Investors purchase the issued Eurobonds, thereby providing the issuer with funding. In return, investors receive fixed-income payments, usually 1-2 times a year.
 
This financing method can be described more simply: investors lend money to the issuer, and the issuer pays the investors interest on the borrowed funds specified when the bonds were issued. At the end of the loan term, the issuer repays the loan in full.
 
Government bonds are the most reliable, as the state assumes the debt obligations. Interest rates on government-issued bonds are lower than on corporate bonds:


Income on Eurobonds issued by companies is somewhat higher, but the risks are also high. Typically, the higher the interest rate, which can reach 10%, the riskier the investment is considered.
 
Ultimately, an investor investing in Eurobonds can receive dollar returns ranging from 2-3% to 6-8% per annum.
 
The main risk and characteristic of Eurobonds is their yield's vulnerability to the influence not only of the bond's interest rate but also of the exchange rate, which is volatile.
 
In 2014-2015, Eurobonds provided the most profitable investment for investors, significantly exceeding returns on bank deposits, gold, stocks, and real estate.
 
However, another scenario should be considered: if a currency, such as the ruble, strengthens, the yield on Eurobonds calculated in rubles may become negative.

Which is better: Eurobonds or dividend stocks?

Investing in Eurobonds is similar to investing in stocks, although they only appear similar at first glance. Each type of security has its own unique characteristics, meaning investors should consider their individual needs.

Furthermore, there's no consensus on which is better—dividend stocks or Eurobonds. As we've already said, everyone decides for themselves.
 
Here's what we can tell you to help. Stocks can be purchased for long-term investment, but during a crisis, their price can plummet.

Therefore, experienced investors recommend having both stocks and bonds in a portfolio. Debt securities continue to generate income during a crisis, and these funds can be used to purchase stocks that have fallen in price.
 
When the economy recovers, stocks rise, and investors profit from their growth while continuing to receive fixed income from Eurobonds.

How to buy Eurobonds

There are three ways for the average investor to purchase Eurobonds:
 
1. Buying them yourself. This will require $1,000 or more. Yes, this investment is not for the average investor.
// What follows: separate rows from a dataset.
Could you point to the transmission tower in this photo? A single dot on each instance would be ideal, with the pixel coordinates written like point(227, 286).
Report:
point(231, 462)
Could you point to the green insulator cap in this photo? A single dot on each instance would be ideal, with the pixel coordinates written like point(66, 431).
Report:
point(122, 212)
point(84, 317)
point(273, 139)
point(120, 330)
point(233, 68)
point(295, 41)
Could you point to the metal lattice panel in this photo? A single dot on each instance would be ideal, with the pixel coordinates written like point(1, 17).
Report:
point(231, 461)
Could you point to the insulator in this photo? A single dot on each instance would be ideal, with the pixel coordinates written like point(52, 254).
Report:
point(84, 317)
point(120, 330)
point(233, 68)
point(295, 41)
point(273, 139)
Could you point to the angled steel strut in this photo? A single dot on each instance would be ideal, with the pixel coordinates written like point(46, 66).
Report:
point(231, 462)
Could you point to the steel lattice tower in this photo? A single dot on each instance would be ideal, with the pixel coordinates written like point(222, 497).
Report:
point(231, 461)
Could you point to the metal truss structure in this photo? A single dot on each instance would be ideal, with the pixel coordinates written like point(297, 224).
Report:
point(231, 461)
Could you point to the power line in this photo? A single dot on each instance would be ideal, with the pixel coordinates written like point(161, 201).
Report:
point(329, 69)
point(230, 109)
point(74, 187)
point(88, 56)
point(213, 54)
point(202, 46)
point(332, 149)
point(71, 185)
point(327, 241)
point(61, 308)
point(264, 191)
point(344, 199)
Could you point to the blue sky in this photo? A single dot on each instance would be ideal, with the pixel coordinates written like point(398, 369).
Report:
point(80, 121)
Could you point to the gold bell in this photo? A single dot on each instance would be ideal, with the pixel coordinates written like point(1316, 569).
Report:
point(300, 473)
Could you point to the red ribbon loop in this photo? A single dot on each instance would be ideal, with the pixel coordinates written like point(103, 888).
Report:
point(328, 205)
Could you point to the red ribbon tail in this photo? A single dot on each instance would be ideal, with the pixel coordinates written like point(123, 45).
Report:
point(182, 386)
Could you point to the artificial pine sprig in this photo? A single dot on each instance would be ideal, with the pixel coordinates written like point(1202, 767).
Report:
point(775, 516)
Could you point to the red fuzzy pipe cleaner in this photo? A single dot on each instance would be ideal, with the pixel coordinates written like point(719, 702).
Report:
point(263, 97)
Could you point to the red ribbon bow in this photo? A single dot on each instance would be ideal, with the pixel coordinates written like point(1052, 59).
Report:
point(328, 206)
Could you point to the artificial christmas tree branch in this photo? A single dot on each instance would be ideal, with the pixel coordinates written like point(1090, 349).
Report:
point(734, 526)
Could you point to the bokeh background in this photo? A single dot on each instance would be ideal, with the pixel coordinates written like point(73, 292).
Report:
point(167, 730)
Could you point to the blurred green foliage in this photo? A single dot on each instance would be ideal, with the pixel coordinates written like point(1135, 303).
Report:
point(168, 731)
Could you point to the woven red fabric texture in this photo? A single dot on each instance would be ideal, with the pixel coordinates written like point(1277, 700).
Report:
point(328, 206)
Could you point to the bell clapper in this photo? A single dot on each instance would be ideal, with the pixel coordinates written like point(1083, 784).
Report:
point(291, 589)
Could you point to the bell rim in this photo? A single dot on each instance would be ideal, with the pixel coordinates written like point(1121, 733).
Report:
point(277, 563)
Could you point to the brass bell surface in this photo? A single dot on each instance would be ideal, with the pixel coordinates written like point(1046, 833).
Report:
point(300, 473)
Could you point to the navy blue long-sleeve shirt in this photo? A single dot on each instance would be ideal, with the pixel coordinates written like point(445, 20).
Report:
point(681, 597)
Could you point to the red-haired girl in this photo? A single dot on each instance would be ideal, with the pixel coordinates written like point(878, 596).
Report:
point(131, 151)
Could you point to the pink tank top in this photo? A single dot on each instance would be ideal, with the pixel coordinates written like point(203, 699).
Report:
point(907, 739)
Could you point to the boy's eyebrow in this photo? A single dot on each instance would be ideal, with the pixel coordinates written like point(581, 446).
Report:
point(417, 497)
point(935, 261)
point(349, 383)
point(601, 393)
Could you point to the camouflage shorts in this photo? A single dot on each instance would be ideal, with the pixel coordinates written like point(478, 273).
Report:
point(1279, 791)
2. Investing in Eurobond ETFs. Eurobond ETFs include shares of many top-tier companies, including Severstal, Sberbank, Rosneft, Gazprom, and others.

3. Buying a share in a mutual fund (a kind of ETF).
 
AMarkets as an example , which has two types of bonds: BUND10Y and TNOTE:


Here's what you need to do to trade them:
 
- Open an account with a broker. Eurobonds are available on an ECN account ;
- Download the trading terminal to your computer;
- Contact a manager who will advise you on the best way to structure a trade.
 
Investors can also install a trading app on their smartphone or tablet. AMarkets clients gain access to charts, the ability to determine trends, and execute trades on Eurobonds.
 
Advantages of trading with a broker:

  1. There is no requirement to undergo the qualification process required to gain access to trading platforms for bonds.
  2. Relatively small initial capital.
  3. Margin trading opportunities.

 When you trade with a broker, their entire team is on your side, all their analysts are ready to help you, and this is another advantage in favor of trading with a broker.